You’re probably thinking that at this stage that I should be brimming with untempered enthusiasm.  Unfortunately – being a bit of a cynical bastard (both a curse and a blessing) – I retain some reservations.  Single casks are the only whiskies that are not vatted (ok, the grain versions too).  Quite simply, when making this type of whisky, there is nowhere to hide.  Other whiskies may be able to get away with sub-optimal components – camouflaged in the vatting – but with single casks everything is either good or it’s not.

So, in evaluating the merits of the Checkers range, the vital issues for me – which eventually detracted from an entirely favourable impression of these whiskies – was provenance and cask profile.  I wanted extensive and specific cask and producer information.  What kind of wood?  Seasoning?  First fill or refill?   Did these casks come from the distilleries (unlikely in this age of whisky shortages), or from an independent bottler?  Which independent bottler?  If the quality of a single cask is an inherent risk – as I’m suggesting it is – then this information would mitigate that risk to an extent.  It would give someone considering purchase a certain measure of assurance and direction, and a fair means to assess pricing.  R850 may not be a lot in premium whisky terms, but for gaping uncertainty it’s still a long outlay.

It turned out that the cask information was unavailable – other than some bare bones.  The producer information was initially also unavailable, and somewhat muddled.  I was told at the function that some casks emanated from the distilleries and some from a variety of (unnamed – because Checkers wanted to keep the focus on their own brand rather than an association) independent bottlers.  Fellow blogger Bernard Gutman, who’d attended the luncheon with me, was later told that the casks had all been sourced from Hart Brothers, a relatively little-known independent bottler.

(Correction 04/01/14:  Bernard has just informed me that the casks were sourced from Meadowside Blending, which is owned by Donald Hart of Hart Brothers).

What to make of all this?  I personally don’t believe that any organisation in the business of maturing casks of whisky – whether the distilleries themselves or independent bottlers – would offer its better casks for a private bottling in the usual course of business (there are always exceptions – especially where long-standing relationships are involved).  It would stand both to make more profit and to better enhance its reputation by bottling them under its own label.  So my educated, and perhaps ungenerous, but honest guess – and I stress that it is a guess given the patchiness of the information – is that these are second-choice casks from a second-tier bottler (or bottlers).

The range

The range.

The whiskies themselves were a mixed bag.  I enjoyed the Glen Grant, especially its stewed-pear nose – and I’d have to say that this is a good bet at its R799 price-tag; the Glenlossie and Benrinnes were pleasant, if middling; and the Mortlach was a touch disappointing – even more so given the Diageo overhaul that will likely project pricing of Mortlach offspring into the stratosphere.

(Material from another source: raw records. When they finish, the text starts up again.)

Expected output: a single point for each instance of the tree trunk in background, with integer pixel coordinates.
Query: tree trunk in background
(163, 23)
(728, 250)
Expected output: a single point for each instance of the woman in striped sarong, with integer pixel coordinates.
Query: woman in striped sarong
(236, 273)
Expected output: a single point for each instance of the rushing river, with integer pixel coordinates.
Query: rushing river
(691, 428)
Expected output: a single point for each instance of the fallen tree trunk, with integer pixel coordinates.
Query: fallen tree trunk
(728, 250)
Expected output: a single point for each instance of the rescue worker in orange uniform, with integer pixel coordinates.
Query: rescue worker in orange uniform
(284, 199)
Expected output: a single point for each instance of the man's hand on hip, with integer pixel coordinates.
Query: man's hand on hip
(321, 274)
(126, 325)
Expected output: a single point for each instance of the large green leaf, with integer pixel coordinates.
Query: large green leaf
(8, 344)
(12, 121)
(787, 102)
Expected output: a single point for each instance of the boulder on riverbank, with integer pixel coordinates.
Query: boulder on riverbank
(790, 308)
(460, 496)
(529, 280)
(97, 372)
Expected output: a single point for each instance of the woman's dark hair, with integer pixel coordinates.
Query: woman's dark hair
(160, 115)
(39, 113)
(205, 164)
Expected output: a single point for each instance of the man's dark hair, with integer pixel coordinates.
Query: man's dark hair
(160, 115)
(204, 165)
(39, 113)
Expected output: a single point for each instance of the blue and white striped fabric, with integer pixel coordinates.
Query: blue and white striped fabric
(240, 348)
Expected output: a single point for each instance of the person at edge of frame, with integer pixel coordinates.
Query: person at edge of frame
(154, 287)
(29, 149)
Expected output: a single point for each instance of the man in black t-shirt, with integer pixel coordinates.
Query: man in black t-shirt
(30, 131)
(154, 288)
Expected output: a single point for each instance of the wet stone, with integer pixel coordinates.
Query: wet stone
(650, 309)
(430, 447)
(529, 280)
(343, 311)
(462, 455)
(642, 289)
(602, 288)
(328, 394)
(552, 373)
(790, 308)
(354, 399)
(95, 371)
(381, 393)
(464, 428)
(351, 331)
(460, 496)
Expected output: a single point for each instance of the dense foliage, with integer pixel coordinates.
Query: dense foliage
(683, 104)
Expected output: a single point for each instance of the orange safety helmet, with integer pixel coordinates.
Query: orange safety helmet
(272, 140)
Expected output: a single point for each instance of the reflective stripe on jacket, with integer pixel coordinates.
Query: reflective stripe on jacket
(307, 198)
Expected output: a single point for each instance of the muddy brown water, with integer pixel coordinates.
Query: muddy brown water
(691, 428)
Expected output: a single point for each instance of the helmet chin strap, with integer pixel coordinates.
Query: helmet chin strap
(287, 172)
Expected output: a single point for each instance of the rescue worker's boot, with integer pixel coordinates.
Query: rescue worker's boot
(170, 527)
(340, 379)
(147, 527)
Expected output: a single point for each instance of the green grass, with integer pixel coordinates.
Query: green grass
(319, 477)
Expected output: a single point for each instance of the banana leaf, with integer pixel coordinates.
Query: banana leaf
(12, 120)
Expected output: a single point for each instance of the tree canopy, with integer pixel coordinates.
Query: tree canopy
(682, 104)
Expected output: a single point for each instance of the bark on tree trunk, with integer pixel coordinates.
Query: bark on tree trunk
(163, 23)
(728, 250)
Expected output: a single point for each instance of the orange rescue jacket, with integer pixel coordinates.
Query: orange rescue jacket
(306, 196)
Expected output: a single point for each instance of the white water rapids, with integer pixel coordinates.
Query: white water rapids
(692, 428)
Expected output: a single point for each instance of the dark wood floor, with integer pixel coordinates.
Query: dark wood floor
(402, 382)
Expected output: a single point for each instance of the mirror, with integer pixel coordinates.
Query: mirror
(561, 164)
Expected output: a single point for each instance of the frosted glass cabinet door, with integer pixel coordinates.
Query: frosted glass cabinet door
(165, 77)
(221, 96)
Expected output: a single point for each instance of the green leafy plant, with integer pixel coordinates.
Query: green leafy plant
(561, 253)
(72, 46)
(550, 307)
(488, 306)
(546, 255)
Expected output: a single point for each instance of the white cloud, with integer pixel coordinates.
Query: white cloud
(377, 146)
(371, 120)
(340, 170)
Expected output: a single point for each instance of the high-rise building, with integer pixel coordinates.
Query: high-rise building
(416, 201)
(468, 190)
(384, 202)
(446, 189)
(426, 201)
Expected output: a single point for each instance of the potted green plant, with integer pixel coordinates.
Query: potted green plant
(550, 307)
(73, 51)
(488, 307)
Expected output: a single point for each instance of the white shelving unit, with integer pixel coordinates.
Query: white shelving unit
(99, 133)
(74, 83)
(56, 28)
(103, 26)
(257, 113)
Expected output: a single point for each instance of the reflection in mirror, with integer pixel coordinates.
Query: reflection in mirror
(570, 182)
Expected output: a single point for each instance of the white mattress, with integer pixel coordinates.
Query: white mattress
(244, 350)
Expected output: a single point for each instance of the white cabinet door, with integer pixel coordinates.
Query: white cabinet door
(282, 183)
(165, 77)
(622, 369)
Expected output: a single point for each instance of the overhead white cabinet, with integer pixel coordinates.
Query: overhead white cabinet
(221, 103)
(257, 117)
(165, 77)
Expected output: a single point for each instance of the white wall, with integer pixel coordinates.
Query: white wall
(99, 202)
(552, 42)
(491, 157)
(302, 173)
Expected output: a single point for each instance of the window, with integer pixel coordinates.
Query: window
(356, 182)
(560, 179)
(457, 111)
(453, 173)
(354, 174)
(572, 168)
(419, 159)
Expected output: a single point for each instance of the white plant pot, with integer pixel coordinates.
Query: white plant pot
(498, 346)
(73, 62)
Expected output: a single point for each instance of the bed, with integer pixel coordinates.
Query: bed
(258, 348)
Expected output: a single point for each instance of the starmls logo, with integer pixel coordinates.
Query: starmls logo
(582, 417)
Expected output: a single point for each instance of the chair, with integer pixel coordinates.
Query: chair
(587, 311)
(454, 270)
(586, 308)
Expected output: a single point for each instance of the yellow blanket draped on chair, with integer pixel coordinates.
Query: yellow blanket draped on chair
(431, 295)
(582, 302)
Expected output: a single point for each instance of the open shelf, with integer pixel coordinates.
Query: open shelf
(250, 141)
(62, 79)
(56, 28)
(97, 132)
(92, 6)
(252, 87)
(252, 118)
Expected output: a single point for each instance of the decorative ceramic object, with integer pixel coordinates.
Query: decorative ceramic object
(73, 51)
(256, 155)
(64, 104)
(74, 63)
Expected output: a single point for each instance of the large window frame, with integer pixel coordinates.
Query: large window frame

The balanced view is that overall this is a great initiative – but with the potential to be even better given some transparency.  We live in an era when consumers are increasingly hungry for knowledge, and knowledgeable as a result.  It’s becoming counter-productive in my opinion to withhold critical information – just generally, or in an attempt to portray products as more than what they are…and there’s too much of that happening in the marketplace already.

I look forward to lots more (whiskies and information about the whiskies) from Private Barrel Co.  May the dram be with you!